1.2 The UNIX Operating System
Like DOS and Windows, there’s
another operating system called UNIX. It arrived earlier than the other two,
and stayed back late enough to give us the Internet. UNIX is a giant operating
system, and is way ahead of them in sheer power. It has practically everything
an operating system should have, and several features which other operating
systems never had. Its richness and elegance go beyond the commands and tools
that constitute it, while simplicity permeates the entire system. It runs on
practically every hardware and provided inspiration to the Open Source
movement.
However, UNIX also makes many
demands of the user.
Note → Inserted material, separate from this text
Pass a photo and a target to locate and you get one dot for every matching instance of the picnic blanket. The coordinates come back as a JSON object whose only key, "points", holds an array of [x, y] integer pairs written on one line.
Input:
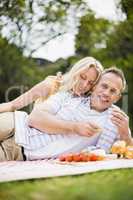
{"points": [[22, 170]]}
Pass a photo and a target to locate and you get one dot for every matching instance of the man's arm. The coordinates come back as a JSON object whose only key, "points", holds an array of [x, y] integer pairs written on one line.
{"points": [[46, 121], [121, 120]]}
It requires a different type of commitment to understand
the subject, even when the user is an experienced computer professional. It
introduces certain concepts not known to the computing community before, and
uses numerous symbols whose meanings are anything but obvious. It achieves
unusual tasks with a few keystrokes, but it takes time to devise a sequence of
them for a specific task. Often, it doesn’t tell you whether you are right or
wrong, and doesn’t warn you of the consequences of your actions. That is
probably the reason why many people still prefer to stay away from UNIX.
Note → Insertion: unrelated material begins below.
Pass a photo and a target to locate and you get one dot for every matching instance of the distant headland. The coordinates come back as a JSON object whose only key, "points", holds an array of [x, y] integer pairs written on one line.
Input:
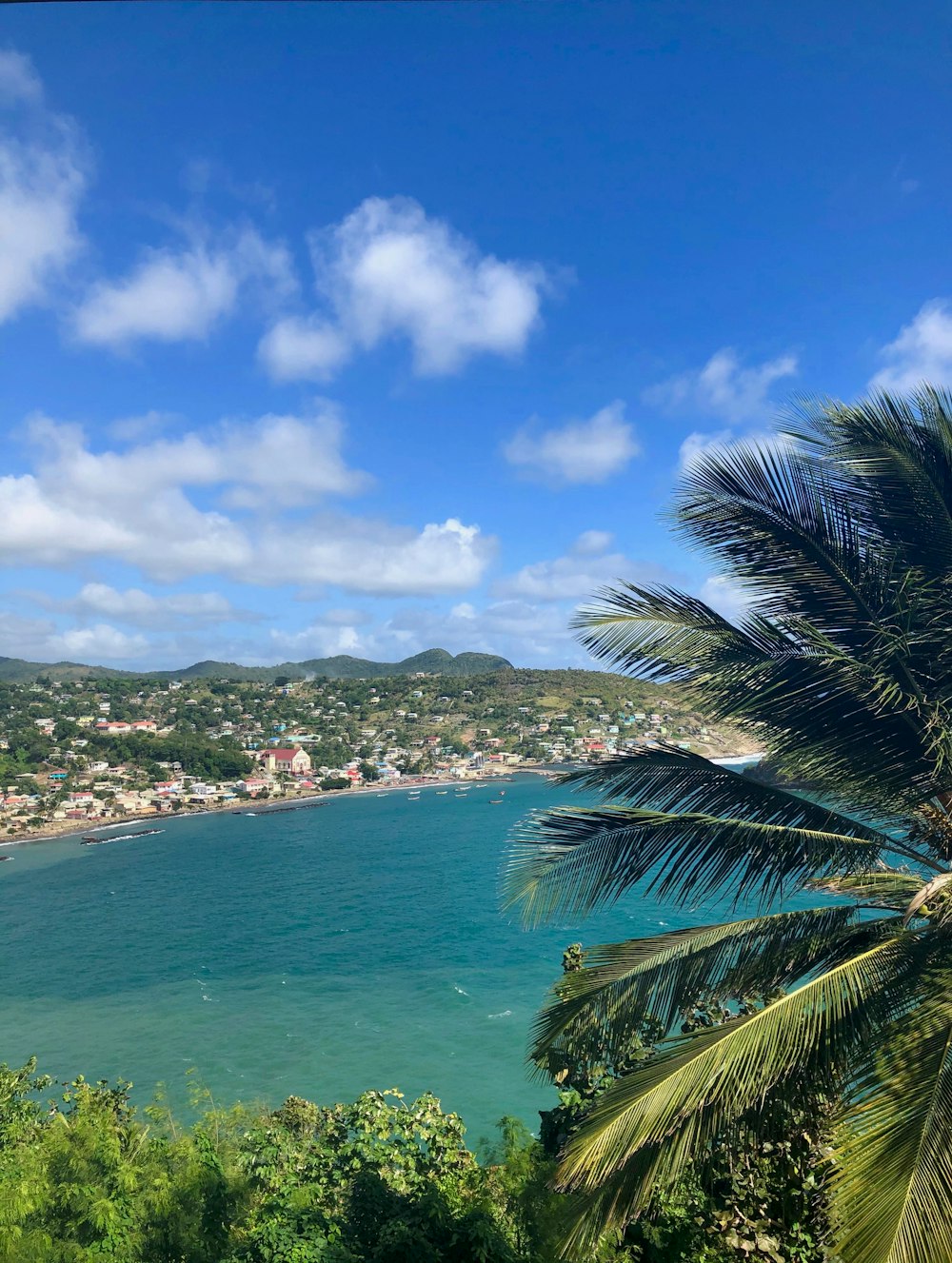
{"points": [[430, 662]]}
You interact with a UNIX system
through a command interpreter called the shell. Key in a word, and the shell
interprets it as a command to be executed. A command may already exist on the
system as one of several hundred native tools or it could be one written by
you. However, the power of UNIX lies in combining these commands in the same
way the English language lets you combine words to generate a meaningful idea.
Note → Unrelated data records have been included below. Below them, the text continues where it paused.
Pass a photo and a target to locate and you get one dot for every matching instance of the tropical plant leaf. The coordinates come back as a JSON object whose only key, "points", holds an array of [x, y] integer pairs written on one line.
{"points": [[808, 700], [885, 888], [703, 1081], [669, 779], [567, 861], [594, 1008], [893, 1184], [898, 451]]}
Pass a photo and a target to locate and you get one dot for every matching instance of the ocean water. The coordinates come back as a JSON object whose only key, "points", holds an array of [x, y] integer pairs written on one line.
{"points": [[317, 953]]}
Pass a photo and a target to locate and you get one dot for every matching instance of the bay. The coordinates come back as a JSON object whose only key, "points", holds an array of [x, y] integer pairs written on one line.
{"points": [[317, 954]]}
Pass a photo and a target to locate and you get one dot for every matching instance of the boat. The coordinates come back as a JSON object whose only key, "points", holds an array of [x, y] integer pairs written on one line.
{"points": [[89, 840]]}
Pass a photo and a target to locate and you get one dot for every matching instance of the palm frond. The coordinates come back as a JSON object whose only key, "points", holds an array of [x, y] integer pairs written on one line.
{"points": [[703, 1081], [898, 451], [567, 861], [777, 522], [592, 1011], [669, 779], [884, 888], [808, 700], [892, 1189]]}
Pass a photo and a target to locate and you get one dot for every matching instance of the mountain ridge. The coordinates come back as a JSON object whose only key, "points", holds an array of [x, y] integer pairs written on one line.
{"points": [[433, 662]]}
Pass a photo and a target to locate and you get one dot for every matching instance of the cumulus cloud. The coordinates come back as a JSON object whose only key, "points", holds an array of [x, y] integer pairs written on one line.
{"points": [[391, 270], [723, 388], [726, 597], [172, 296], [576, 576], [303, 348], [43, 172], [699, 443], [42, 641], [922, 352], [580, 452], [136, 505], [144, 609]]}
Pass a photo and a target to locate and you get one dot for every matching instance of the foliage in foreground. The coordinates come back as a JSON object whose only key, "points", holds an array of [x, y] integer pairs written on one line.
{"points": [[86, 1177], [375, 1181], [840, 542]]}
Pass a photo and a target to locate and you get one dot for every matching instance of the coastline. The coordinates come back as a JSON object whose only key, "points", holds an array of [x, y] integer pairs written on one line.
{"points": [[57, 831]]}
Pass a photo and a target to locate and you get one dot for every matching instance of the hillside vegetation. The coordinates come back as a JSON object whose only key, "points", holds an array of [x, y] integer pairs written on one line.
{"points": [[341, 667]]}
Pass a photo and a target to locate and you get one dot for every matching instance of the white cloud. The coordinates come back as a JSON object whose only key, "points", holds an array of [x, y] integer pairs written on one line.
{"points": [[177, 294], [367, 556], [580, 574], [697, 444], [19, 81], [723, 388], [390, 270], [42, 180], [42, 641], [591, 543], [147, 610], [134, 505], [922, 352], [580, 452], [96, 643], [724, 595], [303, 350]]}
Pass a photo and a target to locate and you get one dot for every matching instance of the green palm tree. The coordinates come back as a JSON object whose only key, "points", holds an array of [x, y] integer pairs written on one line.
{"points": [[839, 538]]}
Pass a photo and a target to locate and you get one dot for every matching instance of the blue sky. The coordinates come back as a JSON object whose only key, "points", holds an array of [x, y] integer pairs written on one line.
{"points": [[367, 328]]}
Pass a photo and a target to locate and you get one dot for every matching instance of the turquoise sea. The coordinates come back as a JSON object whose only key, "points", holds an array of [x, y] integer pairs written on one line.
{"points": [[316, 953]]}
As you walk through the chapters of the text, you’ll soon discover that this is
a major strength of the system.
Kernighan and Pike (The UNIX
Programming Environment, Prentice-Hall) lamented long ago that “as the UNIX
system has spread, the fraction of its users who are skilled in its application
has decreased.” Many people still use the system as they would use any other
operating system, and continue to write comprehensive programs that have
already been written before. Beginners with some experience in DOS and Windows
think of UNIX in terms of them, quite oblivious of the fact that UNIX has much
more of offer. Though references to DOS/Windows have often been made whenever a
similar feature was encountered, the similarities end there too. You should not
let them get in the way of the UNIX experience.